# GOOO!!! Auburn!!!!



## TX4PLAY (Jan 18, 2009)

May as well break them Bama' Tide Hearts early!!!!













 :rockn: Sorry guys I couldn't help it! LOL! :rockn:


----------



## Polaris425 (Dec 16, 2004)

Hahahahaha....... Um,



ROLL TIDE :rockn: :bigok:


----------



## Polaris425 (Dec 16, 2004)

Ps:

Kicking the ball out of bounds every time is cowardly football.... ;-) and an onside kick 2min into the game? Come oooonnnnnnnnn...
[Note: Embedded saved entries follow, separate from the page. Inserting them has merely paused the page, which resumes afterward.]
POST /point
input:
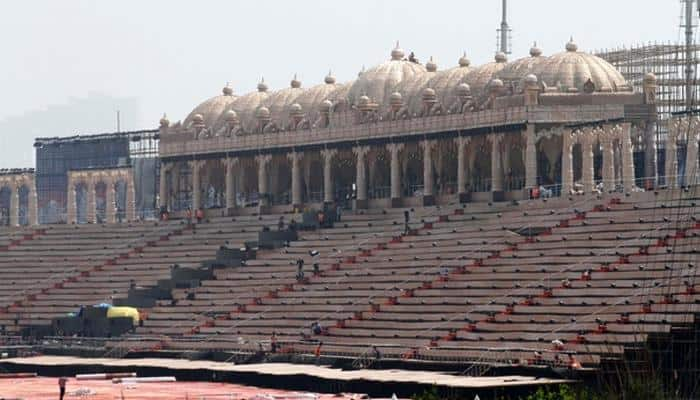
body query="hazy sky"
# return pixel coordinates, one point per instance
(170, 55)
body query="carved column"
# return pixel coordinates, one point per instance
(567, 171)
(530, 157)
(71, 206)
(395, 151)
(462, 143)
(428, 197)
(263, 160)
(671, 167)
(496, 166)
(110, 200)
(295, 158)
(361, 175)
(32, 207)
(230, 165)
(691, 158)
(14, 204)
(130, 197)
(91, 212)
(328, 155)
(627, 156)
(606, 142)
(196, 167)
(588, 138)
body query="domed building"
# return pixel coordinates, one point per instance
(404, 133)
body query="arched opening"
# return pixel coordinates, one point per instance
(344, 172)
(81, 203)
(100, 202)
(5, 201)
(120, 200)
(379, 167)
(23, 205)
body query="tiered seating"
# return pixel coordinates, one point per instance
(58, 268)
(596, 277)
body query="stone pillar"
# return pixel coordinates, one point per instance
(361, 176)
(295, 158)
(395, 151)
(428, 193)
(627, 156)
(328, 155)
(196, 167)
(71, 206)
(567, 171)
(650, 161)
(14, 204)
(263, 160)
(130, 198)
(606, 142)
(691, 158)
(496, 166)
(671, 167)
(91, 212)
(32, 207)
(164, 190)
(230, 166)
(110, 201)
(530, 157)
(588, 138)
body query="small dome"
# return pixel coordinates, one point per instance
(262, 113)
(464, 61)
(231, 116)
(295, 83)
(325, 106)
(431, 66)
(429, 95)
(295, 109)
(463, 90)
(396, 99)
(164, 122)
(535, 51)
(397, 53)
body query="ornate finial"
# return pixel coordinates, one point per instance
(431, 66)
(164, 122)
(295, 83)
(464, 61)
(227, 91)
(397, 53)
(329, 79)
(262, 86)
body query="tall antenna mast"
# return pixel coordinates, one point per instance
(504, 31)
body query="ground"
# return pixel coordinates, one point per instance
(47, 388)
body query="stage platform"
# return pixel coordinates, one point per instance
(380, 383)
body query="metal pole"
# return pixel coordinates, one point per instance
(689, 70)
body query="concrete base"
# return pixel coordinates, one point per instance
(498, 195)
(361, 204)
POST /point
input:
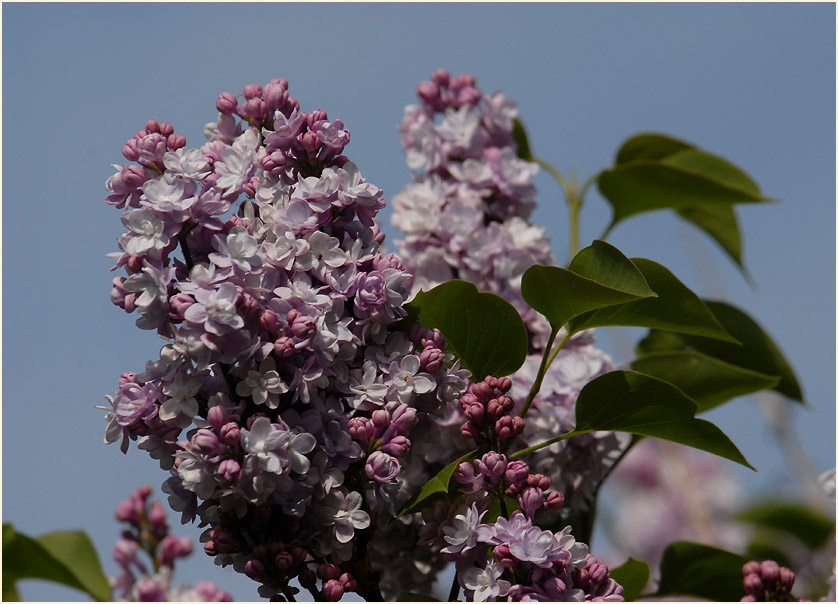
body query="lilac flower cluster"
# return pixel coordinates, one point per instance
(283, 402)
(516, 559)
(465, 216)
(767, 581)
(465, 213)
(148, 531)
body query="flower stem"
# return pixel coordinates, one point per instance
(546, 361)
(455, 588)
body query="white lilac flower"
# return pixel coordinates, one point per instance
(239, 248)
(146, 231)
(216, 309)
(182, 404)
(462, 533)
(263, 386)
(486, 582)
(267, 443)
(189, 163)
(407, 379)
(344, 512)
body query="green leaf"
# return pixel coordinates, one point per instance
(676, 308)
(654, 171)
(708, 381)
(438, 485)
(599, 276)
(701, 571)
(627, 401)
(519, 134)
(757, 351)
(409, 596)
(483, 330)
(810, 526)
(633, 575)
(721, 224)
(649, 146)
(66, 557)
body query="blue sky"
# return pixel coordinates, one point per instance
(752, 82)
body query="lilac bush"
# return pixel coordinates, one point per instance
(321, 434)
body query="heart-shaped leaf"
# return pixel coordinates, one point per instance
(627, 401)
(483, 330)
(66, 557)
(653, 171)
(599, 276)
(676, 308)
(757, 351)
(633, 575)
(436, 486)
(708, 381)
(701, 571)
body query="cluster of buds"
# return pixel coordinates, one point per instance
(493, 472)
(148, 531)
(767, 581)
(487, 410)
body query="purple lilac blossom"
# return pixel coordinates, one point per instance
(281, 323)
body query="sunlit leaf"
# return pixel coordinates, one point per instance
(633, 575)
(627, 401)
(708, 381)
(599, 276)
(701, 571)
(483, 330)
(676, 308)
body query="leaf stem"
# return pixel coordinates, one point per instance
(546, 361)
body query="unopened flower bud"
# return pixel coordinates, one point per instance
(769, 570)
(254, 569)
(251, 91)
(230, 434)
(503, 555)
(333, 590)
(553, 500)
(230, 470)
(226, 103)
(175, 141)
(348, 581)
(398, 446)
(327, 570)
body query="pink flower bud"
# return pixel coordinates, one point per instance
(284, 347)
(503, 555)
(769, 570)
(230, 470)
(226, 103)
(381, 418)
(327, 570)
(230, 434)
(398, 446)
(553, 500)
(256, 108)
(333, 590)
(254, 569)
(348, 581)
(530, 500)
(157, 514)
(309, 142)
(217, 416)
(251, 91)
(175, 141)
(284, 561)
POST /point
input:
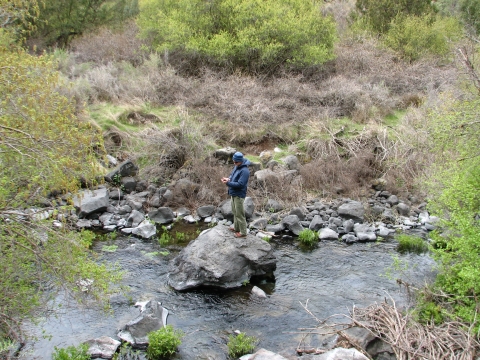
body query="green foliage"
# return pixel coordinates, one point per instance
(252, 35)
(5, 346)
(61, 20)
(163, 342)
(127, 353)
(109, 248)
(308, 237)
(454, 187)
(44, 148)
(378, 14)
(165, 238)
(180, 236)
(417, 36)
(411, 243)
(71, 353)
(470, 13)
(240, 345)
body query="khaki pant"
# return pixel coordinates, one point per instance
(239, 221)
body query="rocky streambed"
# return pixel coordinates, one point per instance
(355, 263)
(332, 277)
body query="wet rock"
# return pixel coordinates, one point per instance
(127, 168)
(260, 223)
(349, 238)
(91, 201)
(299, 212)
(364, 232)
(392, 200)
(84, 224)
(152, 317)
(259, 292)
(352, 210)
(103, 347)
(205, 211)
(273, 206)
(115, 194)
(342, 354)
(216, 258)
(135, 218)
(292, 162)
(292, 223)
(263, 354)
(275, 228)
(145, 230)
(348, 225)
(163, 215)
(403, 209)
(129, 184)
(327, 234)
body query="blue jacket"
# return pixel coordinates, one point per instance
(237, 186)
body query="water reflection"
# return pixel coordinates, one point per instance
(331, 277)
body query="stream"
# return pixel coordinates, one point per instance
(332, 277)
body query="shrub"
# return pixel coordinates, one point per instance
(409, 243)
(415, 37)
(249, 34)
(380, 13)
(163, 342)
(240, 345)
(71, 353)
(308, 237)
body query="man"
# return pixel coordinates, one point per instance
(237, 188)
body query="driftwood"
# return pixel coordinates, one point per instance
(409, 339)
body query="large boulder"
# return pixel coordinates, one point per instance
(216, 258)
(127, 168)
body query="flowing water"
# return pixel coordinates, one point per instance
(331, 278)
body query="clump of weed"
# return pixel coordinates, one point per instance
(410, 243)
(71, 353)
(163, 342)
(240, 345)
(308, 237)
(165, 238)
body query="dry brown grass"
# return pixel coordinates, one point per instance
(408, 338)
(365, 83)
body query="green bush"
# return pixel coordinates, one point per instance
(165, 238)
(470, 13)
(414, 37)
(455, 198)
(71, 353)
(252, 35)
(410, 243)
(308, 237)
(240, 345)
(163, 342)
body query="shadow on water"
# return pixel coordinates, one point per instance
(331, 277)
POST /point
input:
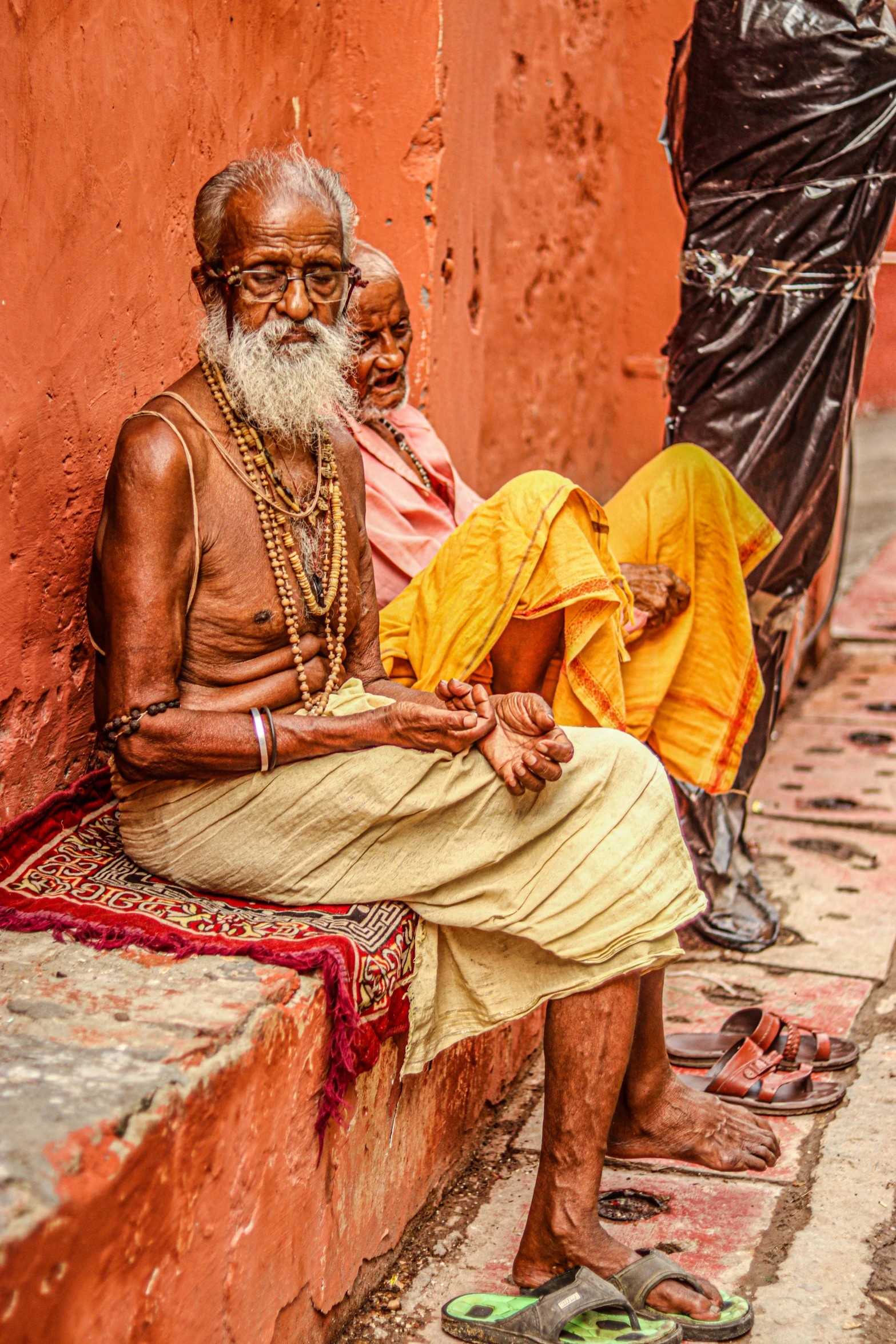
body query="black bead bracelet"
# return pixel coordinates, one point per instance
(124, 725)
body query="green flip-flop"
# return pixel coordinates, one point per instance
(655, 1268)
(574, 1308)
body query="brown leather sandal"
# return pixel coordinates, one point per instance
(750, 1074)
(798, 1042)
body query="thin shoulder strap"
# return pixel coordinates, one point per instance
(224, 452)
(193, 491)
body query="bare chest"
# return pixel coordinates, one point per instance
(249, 596)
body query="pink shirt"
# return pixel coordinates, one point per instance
(408, 523)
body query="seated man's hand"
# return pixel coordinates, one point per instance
(428, 727)
(659, 593)
(524, 747)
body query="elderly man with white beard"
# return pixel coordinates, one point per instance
(261, 750)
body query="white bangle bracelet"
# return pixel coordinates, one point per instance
(258, 723)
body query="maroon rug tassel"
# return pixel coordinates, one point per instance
(341, 1061)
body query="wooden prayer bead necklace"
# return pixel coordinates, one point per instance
(278, 538)
(406, 448)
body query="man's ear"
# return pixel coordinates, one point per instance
(201, 281)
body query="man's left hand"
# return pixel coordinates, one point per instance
(659, 594)
(525, 747)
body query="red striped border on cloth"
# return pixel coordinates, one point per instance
(62, 869)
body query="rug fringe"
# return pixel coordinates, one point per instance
(343, 1068)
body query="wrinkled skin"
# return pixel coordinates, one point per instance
(383, 320)
(609, 1081)
(657, 592)
(234, 651)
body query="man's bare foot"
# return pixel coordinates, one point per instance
(544, 1253)
(674, 1122)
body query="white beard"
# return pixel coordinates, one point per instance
(367, 412)
(284, 389)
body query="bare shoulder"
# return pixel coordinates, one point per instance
(163, 441)
(348, 460)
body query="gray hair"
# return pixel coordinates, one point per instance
(372, 263)
(269, 171)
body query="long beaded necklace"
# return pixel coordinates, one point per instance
(406, 448)
(266, 484)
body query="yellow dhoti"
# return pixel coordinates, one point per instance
(690, 690)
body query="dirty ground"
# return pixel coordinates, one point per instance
(813, 1241)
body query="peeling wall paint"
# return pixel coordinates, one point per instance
(503, 154)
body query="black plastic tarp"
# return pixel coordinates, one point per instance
(782, 135)
(782, 131)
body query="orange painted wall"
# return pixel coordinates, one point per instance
(521, 137)
(879, 383)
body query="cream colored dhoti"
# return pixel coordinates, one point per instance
(520, 900)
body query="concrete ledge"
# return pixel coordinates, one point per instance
(158, 1162)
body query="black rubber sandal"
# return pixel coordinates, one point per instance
(637, 1281)
(574, 1308)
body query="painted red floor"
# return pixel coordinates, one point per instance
(868, 611)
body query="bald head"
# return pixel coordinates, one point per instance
(374, 264)
(382, 319)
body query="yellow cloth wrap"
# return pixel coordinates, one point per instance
(540, 543)
(692, 689)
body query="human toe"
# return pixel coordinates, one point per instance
(678, 1299)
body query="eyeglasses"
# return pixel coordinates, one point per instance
(268, 287)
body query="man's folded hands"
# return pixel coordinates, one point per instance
(521, 743)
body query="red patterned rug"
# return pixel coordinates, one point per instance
(62, 869)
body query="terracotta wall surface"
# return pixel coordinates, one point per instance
(579, 256)
(879, 385)
(515, 143)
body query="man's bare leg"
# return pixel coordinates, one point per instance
(659, 1118)
(521, 655)
(587, 1042)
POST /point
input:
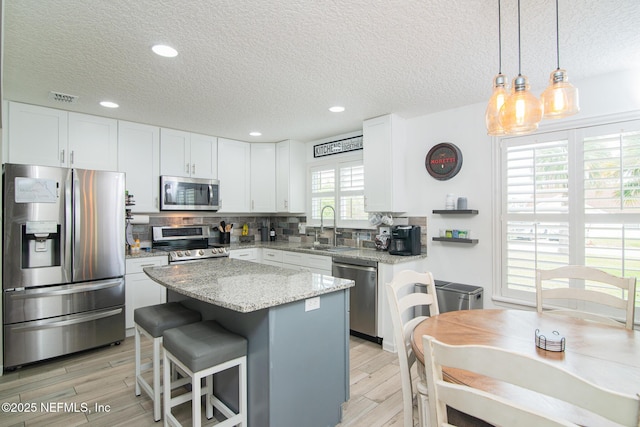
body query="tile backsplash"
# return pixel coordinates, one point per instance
(287, 229)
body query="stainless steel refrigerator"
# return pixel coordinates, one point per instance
(63, 261)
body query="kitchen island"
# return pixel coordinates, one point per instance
(297, 327)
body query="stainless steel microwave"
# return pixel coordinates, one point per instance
(189, 194)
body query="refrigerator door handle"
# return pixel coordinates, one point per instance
(67, 289)
(71, 320)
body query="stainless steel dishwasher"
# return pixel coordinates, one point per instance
(363, 297)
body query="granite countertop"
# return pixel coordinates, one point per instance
(361, 253)
(243, 286)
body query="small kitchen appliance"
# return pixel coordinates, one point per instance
(189, 194)
(189, 243)
(405, 240)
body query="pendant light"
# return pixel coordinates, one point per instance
(560, 98)
(522, 111)
(499, 95)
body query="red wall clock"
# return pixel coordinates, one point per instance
(443, 161)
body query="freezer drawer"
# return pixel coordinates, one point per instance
(42, 339)
(52, 301)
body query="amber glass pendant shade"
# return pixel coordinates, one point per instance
(498, 97)
(560, 98)
(522, 111)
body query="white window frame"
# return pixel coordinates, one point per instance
(575, 133)
(333, 162)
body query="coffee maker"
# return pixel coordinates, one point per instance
(405, 240)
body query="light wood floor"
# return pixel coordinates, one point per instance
(105, 377)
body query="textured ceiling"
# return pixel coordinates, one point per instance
(276, 66)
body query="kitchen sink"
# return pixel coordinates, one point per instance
(328, 248)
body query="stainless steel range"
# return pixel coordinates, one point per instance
(190, 243)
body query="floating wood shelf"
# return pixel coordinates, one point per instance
(455, 211)
(452, 240)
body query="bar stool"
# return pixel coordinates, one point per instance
(201, 350)
(152, 321)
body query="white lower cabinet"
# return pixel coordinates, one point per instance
(140, 290)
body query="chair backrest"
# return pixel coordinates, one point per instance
(402, 302)
(580, 272)
(523, 371)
Guess it didn't matter in the end though, even playing dirty and getting away w/ like 5 penalties, tigers still couldn't beat the tide


----------



## TX4PLAY (Jan 18, 2009)

:nutkick: Just pickin at you Bama boys, the Tide is playin' tough football this year. Tebow and the boys at Florida should breeze through FSU tomorrow and then we'll see some good football next weekend when ya'll match up.


----------



## Polaris425 (Dec 16, 2004)

Yeah I know. Its the only game ill actually be worried about. If they go into it pumped & ready to play & julio will actually catch the ball everytime, and they will divide up the running between richardson & ingram & get upchurch in their we can win. But FL is goin to come into it just as pumped & ready so... It's goin to be a good game that I think will come down to the last few minutes.


----------